Pianiste, compositeur, chroniqueur sur France Inter, ex-juré de l'émission Nouvelle Star sur M6... André Manoukian est aussi réputé pour son lyrisme verbal et son goût pour des apartés aussi savantes que savoureuses. Des qualités que l'on retrouve dans "Les notes qui s'aiment", un seul en scène truffé d'anecdotes dans lequel il évoque pêle-mêle sa jeunesse à Lyon, ses rencontres avec des chanteuses comme Liane Foly ou Michèle Torr,  ses racines arméniennes, Mozart, Beethoven, le jazz...
Entouré d'un clavier et d'un piano dont on aperçoit le mécanisme, il s'installe pour jouer, dos au public et sans partition,  avant de confesser "Je me suis tellement caché derrière les chanteurs !".  

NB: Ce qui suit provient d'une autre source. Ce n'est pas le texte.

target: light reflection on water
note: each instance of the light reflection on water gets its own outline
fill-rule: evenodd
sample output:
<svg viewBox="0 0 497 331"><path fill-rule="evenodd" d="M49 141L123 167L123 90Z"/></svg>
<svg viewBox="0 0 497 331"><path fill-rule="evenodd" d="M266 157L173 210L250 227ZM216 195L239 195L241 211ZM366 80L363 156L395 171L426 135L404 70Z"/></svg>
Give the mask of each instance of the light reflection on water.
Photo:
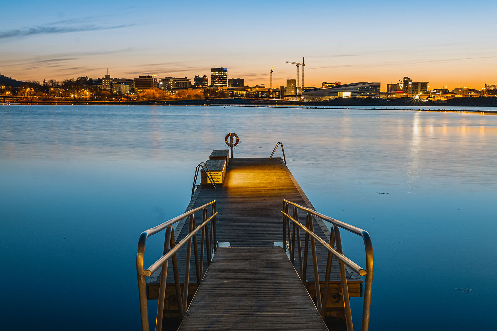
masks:
<svg viewBox="0 0 497 331"><path fill-rule="evenodd" d="M62 106L0 107L5 327L25 328L27 310L40 330L139 328L138 235L184 211L195 166L231 132L236 157L282 141L316 209L371 235L371 330L493 327L497 117Z"/></svg>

Des chanteuses principalement car ce grand sentimental s'épanouit volontiers dans le rôle de Pygmalion. Revenant sur certaines ruptures,  il compare d'ailleurs la douleur à celle de la coupe du cordon ombilical avec une hache rouillée, sans anesthésie ! 
Entre deux savantes explications sur le bon usage "des notes qui s'aiment", il tord le cou à quelques idées reçues pour affirmer que la naissance du jazz se situerait à Paris, plus exactement dans les jardins des Tuileries où le peuple fêtait la mort de Robespierre (le 28 juillet 1794) et la fin de la terreur en exécutant le fameux "Quadrille des Tuileries" qui prendra plus tard le nom de cake-walk en Louisiane.
Il raconte ensuite l'histoire de "La lettre à Elise" de Beethoven qui s'adressait en fait à Thérèse, nous offre un résumé très personnel de Phèdre, la tragédie de Racine, rappelle que le pianiste Arthur Rubinstein fut le premier a être invité à se produire en Chine, sous Mao, nous montre comment modifier un son à l'aide d'une carte de crédit, cite le philosophe Gilles Deleuze... avant de nous résumer l'improbable lien entre le périnée d'une chanteuse et la transpiration dans la moustache du pianiste !
"Un compositeur, c'est quelqu'un qui entend ce que disent les notes" explique encore André Manoukian. Et, à n'en pas douter, ce dernier s'y entend pour rassembler néophytes et mélomanes autour d'une brillante et savoureuse leçon de musique.

- Le 27 décembre 2021, à 20h, au Théâtre de l'Oeuvre, 55, rue de Clichy, 75017 Paris. Tél.:01.44.53.88.88. www.theatredeloeuve.com.
En tournée: Les 12, 13, 14 janvier 2022 à Coppet (Suisse), le 21/01 à Livry-Gargan, le 28/01 à Wissou (91), le 29/01 à l'Arbresle (69), le 4/02 Le Locle (Suisse), le 13/03 à Avignon (84), les 16 et 17/03 à Montélimar (26)... et durant une semaine en septembre 2022 à l'Européen (5 rue Biot, 75017 Paris).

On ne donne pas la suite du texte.